Mr. Trudeau has been ratcheting up the rhetoric against Boeing this week, fuelling the dispute that started with the company's complaint to the U.S. Department of Commerce against the Bombardier C Series aircraft in April. According to Boeing, Bombardier is dumping its newly designed aircraft in the American market at "predatory" prices because of illegal federal and provincial subsidies.
A first ruling by the U.S. International Trade Commission is expected on Sept. 25.
With his comments on Tuesday, Mr. Trudeau was in effect asking Canadian companies to take Bombardier's side in the dispute. However, a number of Canadian companies and industry associations have deliberately remained silent throughout the five-month-long dispute.
One signatory of the Sept. 5 letter to Mr. Trudeau, CAE Inc., scrambled after it was published in The Globe and Mail to contact federal officials and reassure them they were not asking Ottawa to stop supporting Bombardier, federal sources said.
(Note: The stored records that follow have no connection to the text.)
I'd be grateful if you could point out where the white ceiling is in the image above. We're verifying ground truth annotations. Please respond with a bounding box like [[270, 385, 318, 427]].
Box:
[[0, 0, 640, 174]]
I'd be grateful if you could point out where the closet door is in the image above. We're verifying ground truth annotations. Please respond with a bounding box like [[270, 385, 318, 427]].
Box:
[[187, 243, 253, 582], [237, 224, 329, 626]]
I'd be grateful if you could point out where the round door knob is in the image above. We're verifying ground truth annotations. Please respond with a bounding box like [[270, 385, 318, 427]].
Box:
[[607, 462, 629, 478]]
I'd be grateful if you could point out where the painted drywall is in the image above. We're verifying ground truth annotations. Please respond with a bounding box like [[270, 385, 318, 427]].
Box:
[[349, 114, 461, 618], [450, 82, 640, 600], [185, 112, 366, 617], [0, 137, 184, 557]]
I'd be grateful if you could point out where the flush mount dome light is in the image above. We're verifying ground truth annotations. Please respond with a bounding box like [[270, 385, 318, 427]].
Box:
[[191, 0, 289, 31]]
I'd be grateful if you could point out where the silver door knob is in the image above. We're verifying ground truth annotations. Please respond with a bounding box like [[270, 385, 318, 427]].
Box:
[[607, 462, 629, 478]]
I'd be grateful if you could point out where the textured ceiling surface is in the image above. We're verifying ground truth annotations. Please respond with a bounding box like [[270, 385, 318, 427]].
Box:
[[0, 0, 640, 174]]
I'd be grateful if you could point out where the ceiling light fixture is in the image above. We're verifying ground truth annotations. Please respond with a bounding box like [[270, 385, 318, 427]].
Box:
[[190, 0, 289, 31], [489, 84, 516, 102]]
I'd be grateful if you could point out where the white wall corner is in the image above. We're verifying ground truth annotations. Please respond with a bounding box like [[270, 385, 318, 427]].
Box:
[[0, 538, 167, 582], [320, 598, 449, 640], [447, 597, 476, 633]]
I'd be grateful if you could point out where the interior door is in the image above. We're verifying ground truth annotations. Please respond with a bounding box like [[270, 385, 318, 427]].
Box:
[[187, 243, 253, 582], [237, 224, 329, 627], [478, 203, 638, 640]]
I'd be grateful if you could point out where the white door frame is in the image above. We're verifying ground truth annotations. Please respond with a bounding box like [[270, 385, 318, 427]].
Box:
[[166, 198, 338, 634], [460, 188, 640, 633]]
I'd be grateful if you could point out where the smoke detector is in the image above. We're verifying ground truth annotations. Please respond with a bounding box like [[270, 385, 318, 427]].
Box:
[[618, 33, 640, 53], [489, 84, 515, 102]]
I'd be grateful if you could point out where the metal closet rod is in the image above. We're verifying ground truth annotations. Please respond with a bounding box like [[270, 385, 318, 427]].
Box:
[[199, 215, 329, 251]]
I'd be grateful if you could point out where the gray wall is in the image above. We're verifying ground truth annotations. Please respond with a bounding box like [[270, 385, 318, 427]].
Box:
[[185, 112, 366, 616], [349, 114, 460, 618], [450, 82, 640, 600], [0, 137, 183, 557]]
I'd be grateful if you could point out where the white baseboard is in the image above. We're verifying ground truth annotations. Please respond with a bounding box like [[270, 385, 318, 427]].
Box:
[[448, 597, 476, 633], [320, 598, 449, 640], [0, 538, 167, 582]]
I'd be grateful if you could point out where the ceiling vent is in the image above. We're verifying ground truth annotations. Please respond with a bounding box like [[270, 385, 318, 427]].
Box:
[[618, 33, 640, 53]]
CAE went on to issue a news release to reaffirm its support for Bombardier, arguing that its letter to the Prime Minister was not related to the dispute between Boeing and Bombardier.
"CAE disapproves the fact that both issues are being linked in recent media coverage," said the company that manufactures flight simulators.
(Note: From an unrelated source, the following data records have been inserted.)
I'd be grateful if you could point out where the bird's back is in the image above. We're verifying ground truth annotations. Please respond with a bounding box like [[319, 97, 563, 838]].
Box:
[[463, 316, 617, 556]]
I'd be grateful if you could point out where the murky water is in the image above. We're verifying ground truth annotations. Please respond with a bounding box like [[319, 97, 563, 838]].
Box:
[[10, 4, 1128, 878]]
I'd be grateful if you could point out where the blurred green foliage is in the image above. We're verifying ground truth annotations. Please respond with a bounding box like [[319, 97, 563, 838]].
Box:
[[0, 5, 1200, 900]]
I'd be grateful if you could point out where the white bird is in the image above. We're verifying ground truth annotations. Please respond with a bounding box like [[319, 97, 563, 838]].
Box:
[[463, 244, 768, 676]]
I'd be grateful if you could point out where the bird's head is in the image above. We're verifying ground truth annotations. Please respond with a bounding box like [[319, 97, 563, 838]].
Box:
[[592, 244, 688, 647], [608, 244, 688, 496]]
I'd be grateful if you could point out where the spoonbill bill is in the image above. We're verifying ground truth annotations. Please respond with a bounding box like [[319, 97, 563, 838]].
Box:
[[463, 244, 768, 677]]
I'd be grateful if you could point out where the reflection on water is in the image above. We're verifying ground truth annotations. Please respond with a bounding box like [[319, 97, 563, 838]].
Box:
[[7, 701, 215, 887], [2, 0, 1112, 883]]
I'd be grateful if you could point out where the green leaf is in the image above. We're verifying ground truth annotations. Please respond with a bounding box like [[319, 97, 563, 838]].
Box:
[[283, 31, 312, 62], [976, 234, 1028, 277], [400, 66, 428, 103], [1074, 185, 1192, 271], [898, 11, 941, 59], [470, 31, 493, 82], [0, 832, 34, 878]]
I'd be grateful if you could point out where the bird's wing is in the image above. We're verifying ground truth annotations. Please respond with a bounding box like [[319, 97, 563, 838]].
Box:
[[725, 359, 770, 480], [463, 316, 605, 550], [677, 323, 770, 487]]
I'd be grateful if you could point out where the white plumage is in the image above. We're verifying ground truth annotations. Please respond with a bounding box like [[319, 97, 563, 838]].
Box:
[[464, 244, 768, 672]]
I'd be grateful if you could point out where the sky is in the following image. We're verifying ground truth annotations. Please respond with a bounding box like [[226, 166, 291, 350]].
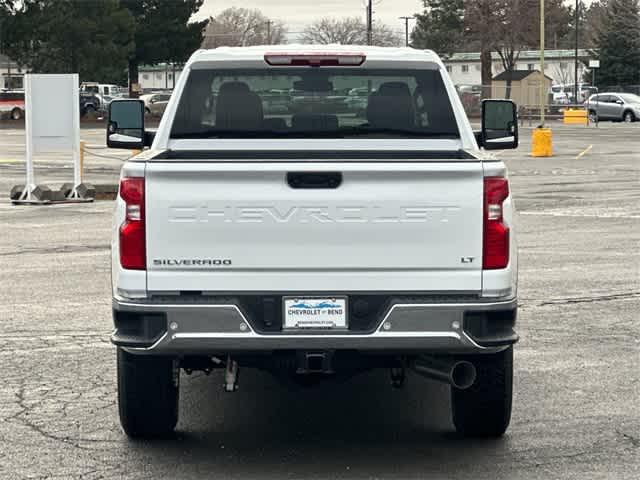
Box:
[[195, 0, 591, 40], [196, 0, 436, 39]]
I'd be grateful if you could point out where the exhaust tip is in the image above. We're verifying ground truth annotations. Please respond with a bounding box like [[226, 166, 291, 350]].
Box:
[[450, 360, 476, 390]]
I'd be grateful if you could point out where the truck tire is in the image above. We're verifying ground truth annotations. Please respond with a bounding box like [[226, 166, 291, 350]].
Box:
[[118, 348, 179, 438], [451, 347, 513, 437]]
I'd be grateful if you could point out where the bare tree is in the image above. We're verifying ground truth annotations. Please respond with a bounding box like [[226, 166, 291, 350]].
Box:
[[300, 17, 402, 47], [202, 7, 286, 48], [464, 0, 568, 98], [464, 0, 499, 98], [553, 62, 573, 86]]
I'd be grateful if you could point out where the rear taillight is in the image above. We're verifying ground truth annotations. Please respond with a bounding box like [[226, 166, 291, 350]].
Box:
[[120, 177, 147, 270], [482, 177, 509, 270]]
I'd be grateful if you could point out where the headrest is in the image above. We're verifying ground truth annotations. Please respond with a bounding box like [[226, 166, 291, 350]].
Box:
[[218, 82, 249, 95]]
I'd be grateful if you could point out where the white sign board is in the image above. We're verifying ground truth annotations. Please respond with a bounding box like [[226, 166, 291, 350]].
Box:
[[24, 73, 80, 195], [25, 74, 80, 153]]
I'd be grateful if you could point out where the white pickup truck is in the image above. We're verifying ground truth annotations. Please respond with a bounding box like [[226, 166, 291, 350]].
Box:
[[107, 45, 518, 437]]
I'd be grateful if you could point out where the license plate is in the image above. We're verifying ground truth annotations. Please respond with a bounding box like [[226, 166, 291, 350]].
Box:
[[284, 297, 347, 328]]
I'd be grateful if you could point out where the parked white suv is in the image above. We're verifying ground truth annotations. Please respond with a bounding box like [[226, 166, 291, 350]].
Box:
[[107, 45, 518, 436]]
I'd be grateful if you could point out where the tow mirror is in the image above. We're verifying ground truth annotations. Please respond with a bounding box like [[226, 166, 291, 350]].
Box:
[[107, 100, 145, 150], [479, 100, 518, 150]]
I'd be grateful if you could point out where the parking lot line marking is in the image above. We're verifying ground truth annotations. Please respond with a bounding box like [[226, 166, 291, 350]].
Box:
[[576, 145, 593, 160]]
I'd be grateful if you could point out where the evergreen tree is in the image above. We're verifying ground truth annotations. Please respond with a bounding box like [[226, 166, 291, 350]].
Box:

"CAE is the training partner of choice of Bombardier on many platforms, including the C Series, a great aircraft. We are not in a position to tell Canada what platform to buy, but to simply champion our Canadian capabilities on procurements," said CAE president and CEO Marc Parent.
In the letter, senior executives from companies such as Héroux-Devtek, GE Canada and L3 MAS Canada emphasized the importance of Boeing for the Canadian aerospace industry.
"Prime Minister, we ask for your co-operation as we work with Boeing to keep our collective growth and innovation story unfolding here in Canada. Our partnership is deep and enduring, but it needs your engagement," the letter said.
On Monday, however, Mr. Trudeau promised to keep up the pressure on Boeing to drop its complaint against Bombardier, using federal contracts as his main bargaining chip.
"We won't do business with a company that is busy trying to sue us and put our aerospace workers out of business," Mr. Trudeau said.
The Prime Minister's threat was clearly related to the potential $6.4-billion deal for 18 new Super Hornet fighter jets that is already in the works. Still, his words could eventually apply to a much bigger prize, namely Ottawa's plans to buy 88 new fighter jets to replace Canada's CF-18 fleet in the next decade at a cost of nearly $20-billion.